Cross Validated Asked by Roccer on February 20, 2021
Is there a rational for the number of observations per cluster in a random effect model? I have a sample size of 1,500 with 700 clusters modeled as exchangeable random effect. I have the option to merge clusters in order to build fewer, but larger clusters. I wonder how can I choose the minimum sample size per cluster as to have meaningful results in predicting the random effect for each cluster? Is there a good paper that explains this?
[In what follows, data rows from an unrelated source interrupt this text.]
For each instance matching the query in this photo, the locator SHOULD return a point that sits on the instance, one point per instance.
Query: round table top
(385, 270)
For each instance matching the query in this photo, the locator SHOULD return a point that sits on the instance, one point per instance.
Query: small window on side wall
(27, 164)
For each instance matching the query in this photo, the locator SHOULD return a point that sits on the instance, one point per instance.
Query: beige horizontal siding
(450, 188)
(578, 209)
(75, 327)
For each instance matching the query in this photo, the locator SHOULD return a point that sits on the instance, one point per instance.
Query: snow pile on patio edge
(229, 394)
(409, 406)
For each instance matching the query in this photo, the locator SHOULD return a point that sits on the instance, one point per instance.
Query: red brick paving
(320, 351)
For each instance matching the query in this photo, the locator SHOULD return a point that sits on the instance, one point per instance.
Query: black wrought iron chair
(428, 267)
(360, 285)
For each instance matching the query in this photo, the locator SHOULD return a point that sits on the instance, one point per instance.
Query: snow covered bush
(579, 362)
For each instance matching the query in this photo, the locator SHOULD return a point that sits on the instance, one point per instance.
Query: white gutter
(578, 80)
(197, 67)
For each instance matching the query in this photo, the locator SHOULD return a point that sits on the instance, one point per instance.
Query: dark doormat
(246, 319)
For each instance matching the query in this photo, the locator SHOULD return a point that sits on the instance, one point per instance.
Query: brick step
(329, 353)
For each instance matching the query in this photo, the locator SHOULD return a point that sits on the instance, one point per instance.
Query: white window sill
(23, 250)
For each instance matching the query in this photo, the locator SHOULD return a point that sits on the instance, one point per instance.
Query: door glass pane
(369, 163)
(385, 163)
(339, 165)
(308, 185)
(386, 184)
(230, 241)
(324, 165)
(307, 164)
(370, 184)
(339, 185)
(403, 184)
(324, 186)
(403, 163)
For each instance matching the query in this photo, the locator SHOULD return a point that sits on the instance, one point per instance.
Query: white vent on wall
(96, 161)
TL;DR: The minimum sample size per cluster in a mixed-effecs model is 1, provided that the number of clusters is adequate, and the proportion of singleton cluster is not "too high"
Longer version:
In general, the number of clusters is more important than the number of observations per cluster. With 700, clearly you have no problem there.
Small cluster sizes are quite common, especially in social science surveys that follow stratified sampling designs, and there is a body of research that has investigated cluster-level sample size.
While increasing the cluster size increases statistical power to estimate the random effects (Austin & Leckie, 2018), small cluster sizes do not lead to serious bias (Bell et al, 2008; Clarke, 2008; Clarke & Wheaton, 2007; Maas & Hox, 2005). Thus, the minimum sample size per cluster is 1.
In particular, Bell, et al (2008) performed a Monte Carlo simulation study with proportions of singleton clusters (clusters containing only a single observation) ranging from 0% to 70%, and found that, provided the number of clusters was large (~500) the small cluster sizes had almost no impact on bias and Type 1 error control.
They also reported very few problems with model convergence under any of their modelling scenarios.
For the particular scenario in the OP, I would suggest running the model with 700 clusters in the first instance. Unless there was a clear problem with this, I would be disinclined to merge clusters. I ran a simple simulation in R:
Here we create a clustered dataset with with a residual variance of 1, a single fixed effect also of 1, 700 clusters, of which 690 are singletons and 10 have just 2 observations. We run the simulation 1000 times and observe the histograms of the estimated fixed and residual random effects.
> set.seed(15)
> dtB <- expand.grid(Subject = 1:700, measure = c(1))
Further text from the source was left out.